Martha Mitchell has faded into history's woodwork. Famous for her paranoid rants and haywire midnight phone calls, she had the dubious distinction of being associated (in a rather "Invasion Of The Bodysnatchers" sort of way) with Watergate via her husband, then-Attorney General John Mitchell.

Largely dismissed at the time as a bonafide whack-job, Mitchell did gain some vindication when the scandal of Watergate broke and all fingers pointed to the White House. But it didn't dismiss the fact that she was delusional, ego-centric and had a little bit of a substance abuse problem.

In this hour long interview, part of Tom Snyder's Tomorrow Show, Snyder asks her point blank if she thought she was an alcoholic. Mitchell blurts out "no" (of course - wouldn't you?), even though the answers borders on the slurred. What Snyder failed to ask was if she had a drug problem. I believe the answer would have been a resounding yes - even if she had flatly denied it. All you have to do is listen to her.

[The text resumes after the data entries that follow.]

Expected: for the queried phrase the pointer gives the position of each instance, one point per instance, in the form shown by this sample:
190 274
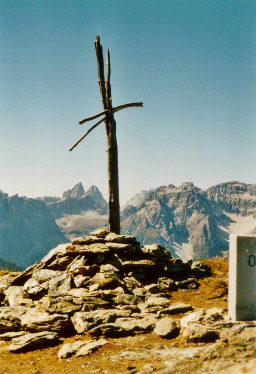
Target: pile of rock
104 284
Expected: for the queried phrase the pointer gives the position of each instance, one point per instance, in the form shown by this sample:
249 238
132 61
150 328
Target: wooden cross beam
110 127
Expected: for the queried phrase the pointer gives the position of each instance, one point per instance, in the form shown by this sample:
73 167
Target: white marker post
242 277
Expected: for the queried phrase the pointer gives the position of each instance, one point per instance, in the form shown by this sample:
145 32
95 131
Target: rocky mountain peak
76 192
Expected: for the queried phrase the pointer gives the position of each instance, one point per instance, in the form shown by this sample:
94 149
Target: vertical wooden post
110 126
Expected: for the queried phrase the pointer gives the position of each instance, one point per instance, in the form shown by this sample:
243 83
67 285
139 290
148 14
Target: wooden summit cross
110 127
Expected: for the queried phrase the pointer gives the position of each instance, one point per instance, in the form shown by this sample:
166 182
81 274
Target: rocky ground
103 304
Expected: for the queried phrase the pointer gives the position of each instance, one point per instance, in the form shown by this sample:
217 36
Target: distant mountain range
192 223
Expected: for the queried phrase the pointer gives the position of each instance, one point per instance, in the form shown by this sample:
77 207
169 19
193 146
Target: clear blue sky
191 62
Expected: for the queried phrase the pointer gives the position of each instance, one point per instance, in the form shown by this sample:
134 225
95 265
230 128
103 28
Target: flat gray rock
31 341
84 321
80 348
38 319
177 308
165 327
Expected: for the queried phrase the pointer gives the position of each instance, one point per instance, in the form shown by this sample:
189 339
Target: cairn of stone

So it was the curious mixture of the insane person being privy to shocking actual events, who took the elements of truth and turned them into a persecution extravaganza with all consequences directed straight at her that probably made her seem like she was imagining it.

The more she ranted, the more people thought she lost it. Of course, the Nixon White House did little to dispel that portrait - it did take the heat off for a while.

The bottom line was, she was probably right - but since she insisted it was all about her, the credibility drew more than raised eyebrows.

Of course nowadays, drugged out paranoid egocentrics get their own TV shows and loyal followings. Something that wasn't in the cards in 1974.